Managing where application pods deploy within a Kubernetes cluster is an essential and skilled aspect of being a Kubernetes administrator. Effective scheduling management can help companies improve the efficient use of their resources, control costs, and manage applications at scale across a cluster. This section does not provide in-depth coverage of all aspects of this complicated aspect of Kubernetes administration. Instead, it introduces Taints and Tolerations and how they can aid an administrator in their role.

What are Taints and Tolerations?

Taints represent a Kubernetes property assigned to nodes to repel certain pods when deployed onto the cluster. Tolerations, on the other hand, represent a property linked to an application as part of the deployment.yaml file, indicating you can schedule this pod or pods against any node having a matching taint. Setting these properties is how a Kubernetes administrator can exercise some control over which nodes an application's pods deploy onto.

Are they guaranteed to work?

Taints and tolerations help to repel pods from deploying to a defined node.
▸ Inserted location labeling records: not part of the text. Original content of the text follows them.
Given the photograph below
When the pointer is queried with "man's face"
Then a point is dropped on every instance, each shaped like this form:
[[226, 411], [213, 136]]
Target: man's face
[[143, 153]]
However, they cannot ensure that a specific pod deploys to a predetermined node. Instead, another advanced scheduling technique Kubernetes administrators use, which, when used together with taints and tolerations, can control where pods deploy to execute. This additional technique is known as node affinity but is outside the scope of this tutorial.

Why use Taints and Tolerations?

The simplest way to view the most common use cases behind why an administrator would choose to use taints and tolerations includes the following:

  • Configure dedicated nodes: Taints and tolerations, combined with a node affinity definition, can help ensure matching pods deploy to these nodes.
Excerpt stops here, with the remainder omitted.